I don’t know how much of this is pure politics and how much is just ignorance, but surely all these people know that WikiLeaks itself isn’t the problem. It’s the people who supply WikiLeaks with their leaks who are the problem. Even if the U.S. government somehow magically shut down WikiLeaks all over the world and tossed Julian Assange into a Supermax cell, there’s nothing they can do to keep someone else from doing the exact same thing. It’s just too easy to do. All it takes is access to the internet from some friendly country, and there’s simply no way to shut down every possible entry to the internet. Like it or not, that’s the era we live in.

In any case, I doubt the United States has any legal recourse against Assange or WikiLeaks. Assange is an Australian national not living in the U.S. and WikiLeaks is a distributed site not dependent on any single country’s goodwill. What’s more, despite some huffing and puffing to the contrary, I find it extremely unlikely that Assange has actually broken any existing laws.
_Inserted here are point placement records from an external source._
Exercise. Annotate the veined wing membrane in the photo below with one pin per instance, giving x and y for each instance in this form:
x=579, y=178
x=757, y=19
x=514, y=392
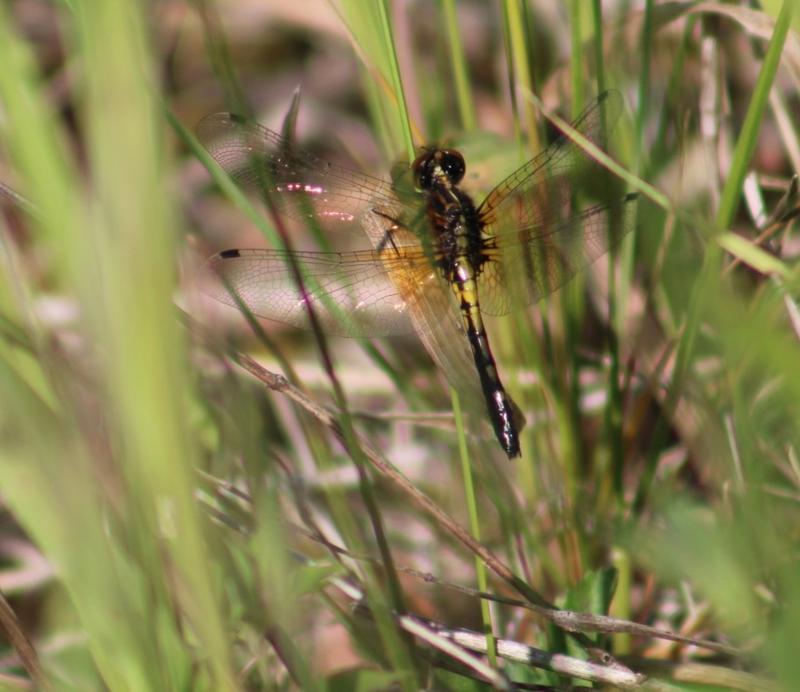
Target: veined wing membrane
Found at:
x=537, y=241
x=299, y=184
x=368, y=303
x=529, y=263
x=539, y=191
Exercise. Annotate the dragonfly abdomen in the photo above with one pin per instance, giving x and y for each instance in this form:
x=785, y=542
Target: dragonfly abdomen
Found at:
x=498, y=403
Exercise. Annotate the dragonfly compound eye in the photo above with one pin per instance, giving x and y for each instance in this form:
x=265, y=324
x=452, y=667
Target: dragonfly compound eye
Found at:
x=423, y=168
x=453, y=165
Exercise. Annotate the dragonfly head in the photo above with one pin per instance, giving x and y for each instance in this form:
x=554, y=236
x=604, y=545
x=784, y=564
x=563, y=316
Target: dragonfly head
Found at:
x=438, y=166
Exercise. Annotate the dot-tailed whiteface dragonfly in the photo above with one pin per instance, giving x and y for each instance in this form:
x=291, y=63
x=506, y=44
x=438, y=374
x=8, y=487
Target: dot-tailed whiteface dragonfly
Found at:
x=439, y=261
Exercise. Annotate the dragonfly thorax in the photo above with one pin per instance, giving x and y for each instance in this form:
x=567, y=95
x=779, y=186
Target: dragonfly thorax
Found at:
x=438, y=167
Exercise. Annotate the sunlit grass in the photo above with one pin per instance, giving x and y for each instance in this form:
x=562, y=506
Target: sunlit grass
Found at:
x=214, y=529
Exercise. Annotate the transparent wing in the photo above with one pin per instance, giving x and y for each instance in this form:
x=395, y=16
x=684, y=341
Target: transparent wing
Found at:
x=301, y=185
x=540, y=191
x=528, y=263
x=351, y=293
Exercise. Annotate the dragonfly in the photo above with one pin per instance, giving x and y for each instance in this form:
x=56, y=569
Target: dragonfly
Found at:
x=439, y=262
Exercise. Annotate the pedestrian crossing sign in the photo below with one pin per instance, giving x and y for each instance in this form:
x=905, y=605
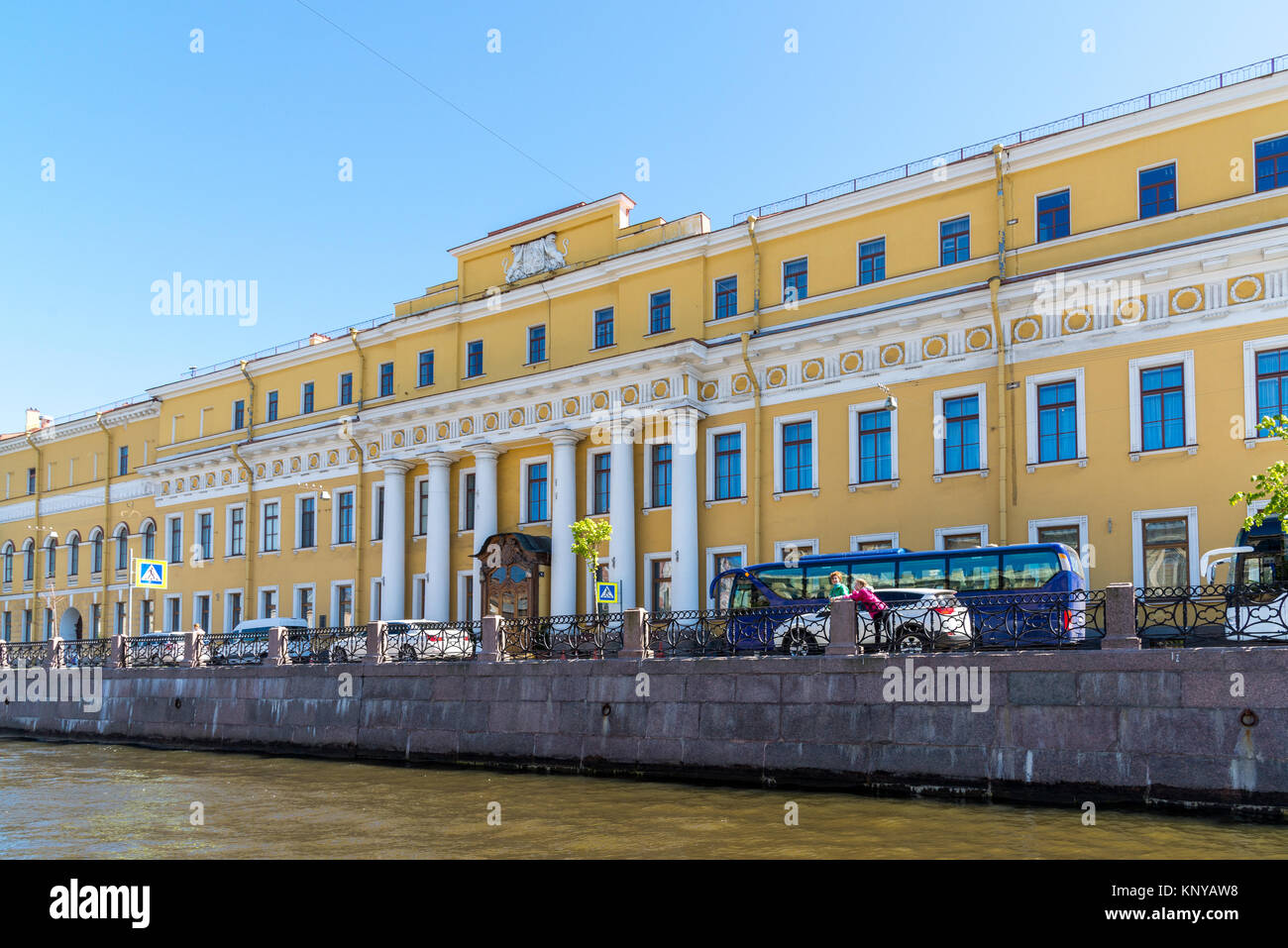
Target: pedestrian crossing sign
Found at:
x=150, y=574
Perhaps new laws could be written, but it’s hard for me to conceive of a law prohibiting actions like this that was both (a) effective and (b) not so broad that even Bill Kristol would oppose it. The United States has considerable control over actions by its own citizens on its own territory, but not over noncitizens who reside overseas and work primarily in cyberspace.

But then, I suspect most of the bloviators know this. WikiLeaks is, for most of them, just a good opportunity to bash the Obama administration (as if George Bush would have been able to act any differently) without having to actually offer any concrete solutions. And what makes this especially great for Obama’s critics is that there’s not really a lot Obama can do about it, aside from bloviating a bit in return.

Bloviating aside, though, we should be focused not on Julian Assange, but on figuring out how to keep anyone from providing this kind of information to him in the first place. That’s more boring, but much more effective.